Non è previsto un passaggio di questo tipo, nel senso che il Regolamento ESPR delega alla Commissione europea l’emanazione di atti delegati per disciplinare aspetti tecnici o di dettaglio. A tal fine la Commissione consulta il Forum e il Gruppo di esperti degli Stati membri, i cui pareri non sono vincolati, e dovrà in qualche modo mediare, come sempre avviene, tra le diverse posizioni prima di emanare l’atto. In questo quadro si inserisce il lavoro del Tavolo nazionale che, come già detto, punta a fornire suggerimenti e osservazioni da portare al Forum europeo, peraltro analizzando con particolare attenzione aspetti di tipo tecnico, come si evince anche dalla composizione del Tavolo.
Avete discusso all’interno del Tavolo del tema del passaporto digitale del prodotto, che insieme al Green public procurement è un altro elemento caratterizzante del regolamento Ecodesign?

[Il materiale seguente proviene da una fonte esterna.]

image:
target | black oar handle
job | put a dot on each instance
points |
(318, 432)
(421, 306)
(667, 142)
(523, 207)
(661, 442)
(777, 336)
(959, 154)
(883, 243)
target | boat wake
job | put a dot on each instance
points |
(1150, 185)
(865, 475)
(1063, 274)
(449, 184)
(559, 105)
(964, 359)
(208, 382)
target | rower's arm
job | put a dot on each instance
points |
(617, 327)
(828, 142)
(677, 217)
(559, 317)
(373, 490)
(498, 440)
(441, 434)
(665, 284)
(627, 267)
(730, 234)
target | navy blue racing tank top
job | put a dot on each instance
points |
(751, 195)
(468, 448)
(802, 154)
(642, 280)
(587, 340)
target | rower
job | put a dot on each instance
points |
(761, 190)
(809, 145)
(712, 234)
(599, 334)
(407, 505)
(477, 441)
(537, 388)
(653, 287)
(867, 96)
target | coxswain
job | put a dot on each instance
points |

Ne abbiamo parlato perché tra i punti all’ordine del giorno della prima riunione c’era una panoramica generale del Regolamento. Del passaporto abbiamo parlato come previsione normativa non scendendo ancora nei dettagli, anche perché lo stesso strumento del passaporto digitale avrà bisogno di essere definito e disciplinato in concreto con appositi atti della Commissione. Ovviamente si tratta di uno strumento fondamentale, e questo lo abbiamo sottolineato, che avrà peraltro importanti ripercussioni anche sulla vigilanza del mercato e sulle relative attività sia delle Autorità di vigilanza, tra cui c’è anche il Ministero dell’Ambiente e della sicurezza energetica, sia degli Uffici doganali che dovranno fare i controlli.
Chiudiamo con un focus su quello che, a quanto pare, è il prossimo step attuativo del Regolamento quadro sull’ecoprogettazione: il divieto di distruzione dell’invenduto. Possiamo approfondire tempi e modalità?

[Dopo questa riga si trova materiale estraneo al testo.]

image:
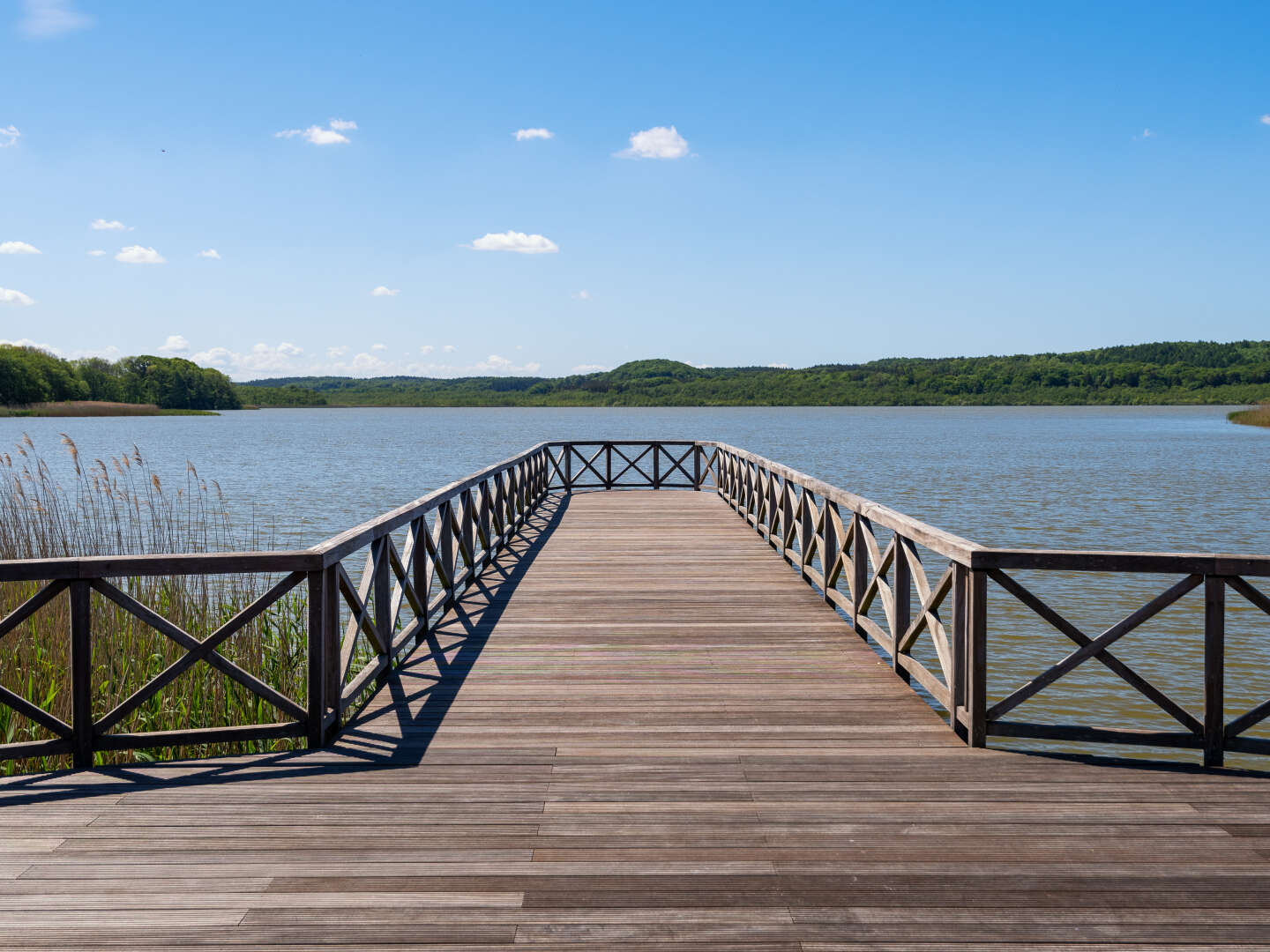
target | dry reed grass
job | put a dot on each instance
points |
(122, 507)
(1256, 415)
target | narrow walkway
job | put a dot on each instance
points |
(646, 735)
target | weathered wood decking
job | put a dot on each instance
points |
(646, 734)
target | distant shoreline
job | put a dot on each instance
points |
(1252, 417)
(97, 407)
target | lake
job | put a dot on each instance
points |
(1169, 479)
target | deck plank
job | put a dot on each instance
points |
(646, 734)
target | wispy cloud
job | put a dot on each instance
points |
(136, 254)
(319, 136)
(175, 344)
(45, 19)
(514, 242)
(657, 143)
(8, 296)
(18, 248)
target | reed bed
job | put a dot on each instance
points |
(1256, 415)
(121, 505)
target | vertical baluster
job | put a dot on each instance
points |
(830, 547)
(902, 584)
(317, 706)
(381, 591)
(957, 688)
(81, 674)
(977, 659)
(859, 569)
(1214, 671)
(332, 671)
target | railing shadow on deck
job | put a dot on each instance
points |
(441, 660)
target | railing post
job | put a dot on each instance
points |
(902, 584)
(1214, 669)
(317, 704)
(977, 659)
(859, 571)
(81, 675)
(333, 672)
(957, 686)
(381, 591)
(828, 547)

Il divieto di distruzione è relativo in sostanza ad abbigliamento e calzature. Tale divieto non si applica alle micro e piccole imprese, mentre si applicherà alle grandi imprese a partire dal 19 luglio 2026 e alle medie a decorrere dal 19 luglio 2030. Fatto salvo questo divieto generale, il Regolamento prevede la possibilità di disciplinare delle deroghe: ad esempio per ragioni di carattere sanitario e in materia di igiene e sicurezza. Però queste particolari deroghe dovranno essere disciplinate anche in questo caso attraverso atti delegati della Commissione. Il primo di questi atti delegati dovrebbe essere emanato a luglio 2025, quindi tra pochi mesi.

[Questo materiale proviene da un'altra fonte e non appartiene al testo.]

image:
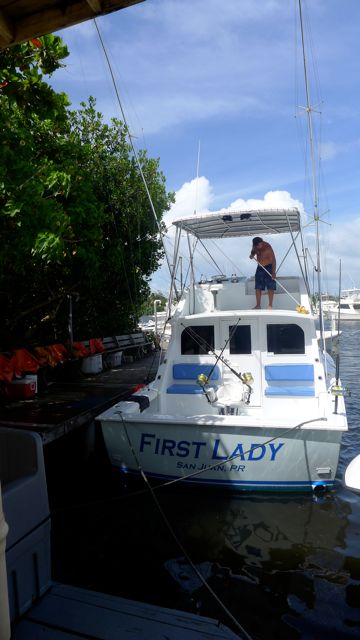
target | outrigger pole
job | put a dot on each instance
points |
(309, 111)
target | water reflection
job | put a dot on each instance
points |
(286, 555)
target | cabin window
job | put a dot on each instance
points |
(285, 338)
(197, 340)
(240, 339)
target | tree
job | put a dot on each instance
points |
(73, 213)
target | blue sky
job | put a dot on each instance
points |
(225, 81)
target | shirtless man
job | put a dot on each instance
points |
(266, 273)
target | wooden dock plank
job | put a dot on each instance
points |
(70, 612)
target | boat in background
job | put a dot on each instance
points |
(244, 398)
(348, 307)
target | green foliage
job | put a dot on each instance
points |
(74, 214)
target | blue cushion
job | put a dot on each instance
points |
(289, 391)
(290, 372)
(185, 388)
(191, 370)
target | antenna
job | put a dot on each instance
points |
(197, 178)
(309, 111)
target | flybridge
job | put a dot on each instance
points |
(241, 223)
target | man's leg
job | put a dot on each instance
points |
(271, 297)
(258, 298)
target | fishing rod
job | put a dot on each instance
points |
(244, 378)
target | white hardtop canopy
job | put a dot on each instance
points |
(231, 224)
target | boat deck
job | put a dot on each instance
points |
(69, 613)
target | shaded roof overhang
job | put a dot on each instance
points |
(231, 224)
(21, 20)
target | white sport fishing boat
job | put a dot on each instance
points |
(244, 399)
(348, 307)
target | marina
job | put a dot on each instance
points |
(209, 489)
(244, 397)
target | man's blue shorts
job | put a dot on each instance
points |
(263, 280)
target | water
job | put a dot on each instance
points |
(286, 568)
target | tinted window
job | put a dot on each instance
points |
(197, 340)
(285, 338)
(240, 339)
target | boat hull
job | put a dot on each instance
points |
(242, 458)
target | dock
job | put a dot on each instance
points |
(75, 398)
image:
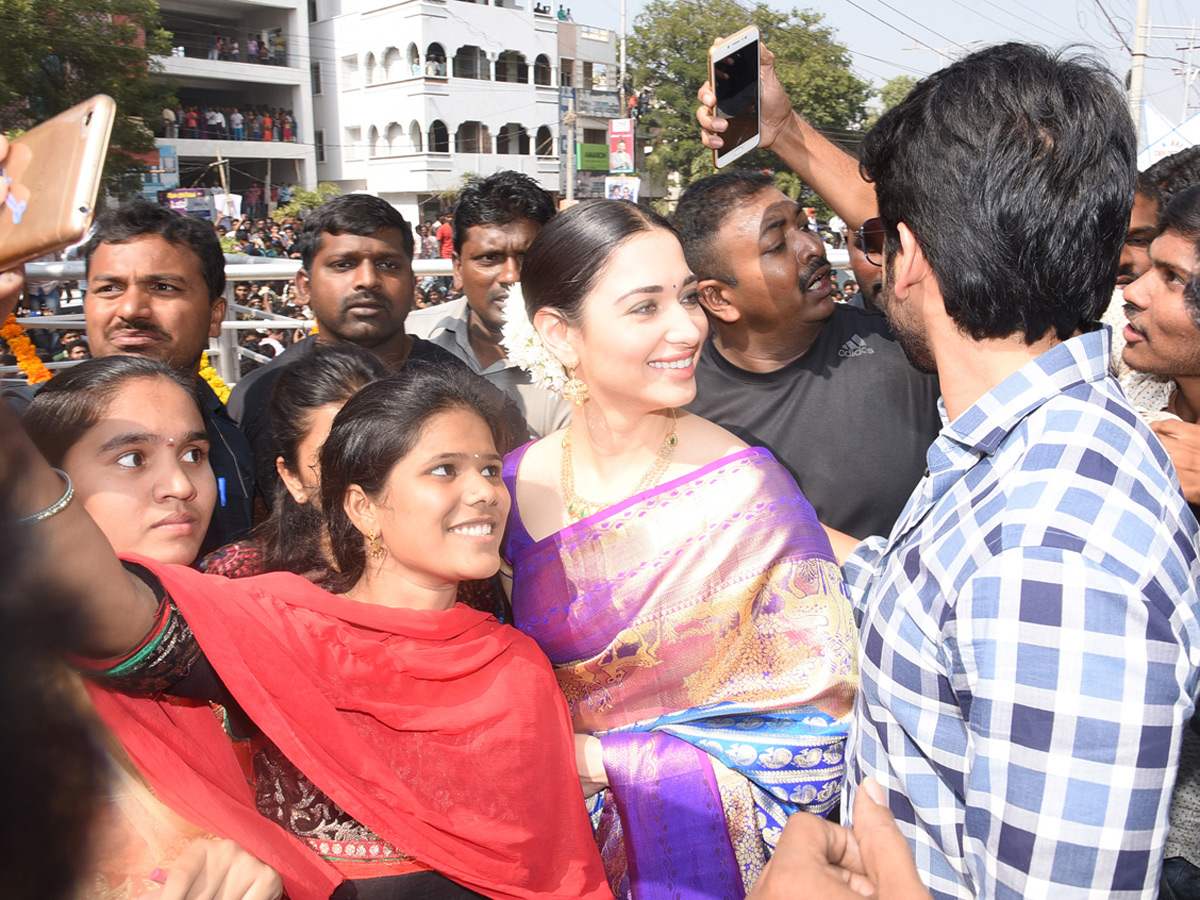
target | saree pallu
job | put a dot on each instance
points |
(703, 631)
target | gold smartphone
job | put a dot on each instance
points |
(53, 173)
(733, 73)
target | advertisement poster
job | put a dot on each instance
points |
(622, 187)
(621, 145)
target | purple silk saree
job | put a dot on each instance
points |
(702, 630)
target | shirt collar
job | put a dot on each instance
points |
(1077, 360)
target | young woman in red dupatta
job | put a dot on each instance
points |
(424, 732)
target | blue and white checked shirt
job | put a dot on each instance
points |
(1029, 642)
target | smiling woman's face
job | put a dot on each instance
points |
(143, 474)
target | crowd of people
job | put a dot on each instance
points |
(645, 568)
(205, 123)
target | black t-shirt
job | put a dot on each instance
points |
(851, 419)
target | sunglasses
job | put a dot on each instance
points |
(870, 240)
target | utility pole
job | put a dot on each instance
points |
(1138, 72)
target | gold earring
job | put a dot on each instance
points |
(375, 549)
(575, 390)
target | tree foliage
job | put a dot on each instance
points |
(893, 91)
(305, 201)
(669, 53)
(59, 53)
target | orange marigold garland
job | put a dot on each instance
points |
(23, 349)
(215, 382)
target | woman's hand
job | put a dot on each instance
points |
(219, 870)
(589, 761)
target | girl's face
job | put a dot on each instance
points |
(143, 474)
(642, 327)
(304, 485)
(444, 508)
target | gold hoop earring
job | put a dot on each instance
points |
(575, 390)
(375, 549)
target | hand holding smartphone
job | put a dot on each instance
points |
(733, 72)
(52, 175)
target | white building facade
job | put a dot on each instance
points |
(213, 70)
(413, 96)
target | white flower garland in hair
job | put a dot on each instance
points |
(526, 348)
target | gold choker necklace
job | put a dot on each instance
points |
(579, 508)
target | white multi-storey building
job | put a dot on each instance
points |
(413, 96)
(210, 73)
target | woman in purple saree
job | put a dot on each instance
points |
(699, 628)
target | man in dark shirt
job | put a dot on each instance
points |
(155, 285)
(357, 277)
(823, 385)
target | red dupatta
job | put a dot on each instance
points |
(444, 732)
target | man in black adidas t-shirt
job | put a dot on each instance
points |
(823, 385)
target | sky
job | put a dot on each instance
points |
(891, 37)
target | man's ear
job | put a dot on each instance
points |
(717, 299)
(216, 316)
(910, 268)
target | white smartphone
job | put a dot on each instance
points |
(733, 73)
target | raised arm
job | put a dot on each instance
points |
(70, 551)
(825, 167)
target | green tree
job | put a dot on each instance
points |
(305, 202)
(60, 53)
(669, 53)
(891, 94)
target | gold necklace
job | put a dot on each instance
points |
(579, 508)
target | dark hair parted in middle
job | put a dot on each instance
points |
(1014, 169)
(358, 214)
(137, 219)
(71, 403)
(378, 427)
(569, 255)
(499, 199)
(329, 373)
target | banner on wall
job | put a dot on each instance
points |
(621, 145)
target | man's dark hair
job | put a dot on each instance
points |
(1175, 173)
(502, 198)
(358, 214)
(1182, 214)
(1014, 168)
(138, 217)
(701, 213)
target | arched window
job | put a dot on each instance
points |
(395, 137)
(391, 67)
(471, 63)
(473, 138)
(511, 67)
(513, 139)
(435, 60)
(439, 137)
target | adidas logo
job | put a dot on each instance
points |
(855, 347)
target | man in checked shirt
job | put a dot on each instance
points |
(1029, 635)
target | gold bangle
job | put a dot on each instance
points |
(54, 508)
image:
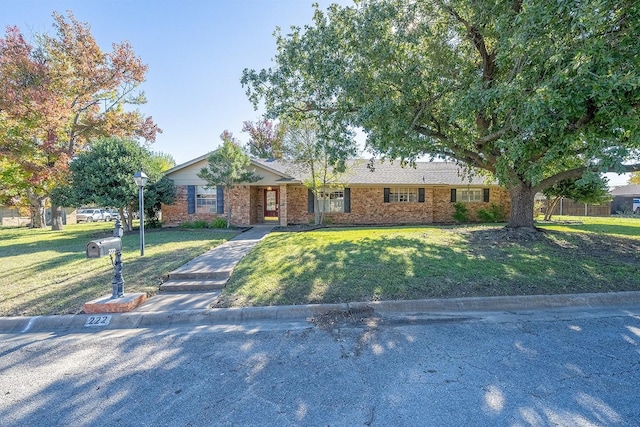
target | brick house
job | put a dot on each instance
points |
(390, 194)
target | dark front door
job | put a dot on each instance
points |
(270, 203)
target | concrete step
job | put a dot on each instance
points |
(193, 285)
(201, 275)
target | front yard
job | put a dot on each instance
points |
(368, 264)
(46, 272)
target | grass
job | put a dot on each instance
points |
(46, 272)
(573, 255)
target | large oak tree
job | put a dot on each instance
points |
(58, 97)
(531, 92)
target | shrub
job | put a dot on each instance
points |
(219, 223)
(194, 224)
(495, 213)
(461, 213)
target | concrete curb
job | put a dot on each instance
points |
(167, 319)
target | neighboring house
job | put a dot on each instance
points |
(626, 199)
(390, 194)
(12, 217)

Poi c’è il discorso, che vale in maniera trasversale per tutti i settori, dell’obbligo di divulgare informazioni in merito ai beni invenduti dei quali gli operatori economici si sono disfatti. Anche qui il Regolamento dà una cornice generale ed entro luglio si attende un atto esecutivo della Commissione volto a definire in che modo le imprese dovranno diffondere le informazioni sui beni invenduti: si tratta di stabilire aspetti quali il livello di dettaglio o la granularità delle informazioni raccolte e divulgate, oppure i codici di classificazione dei beni, tutti aspetti non banali, perché da una parte si deve garantire la trasparenza e l’efficacia dell’ informazione e dall’altra bisogna evitare di gravare le imprese con oneri eccessivi. Quindi si tratterà di trovare un equilibrio tra queste due esigenze.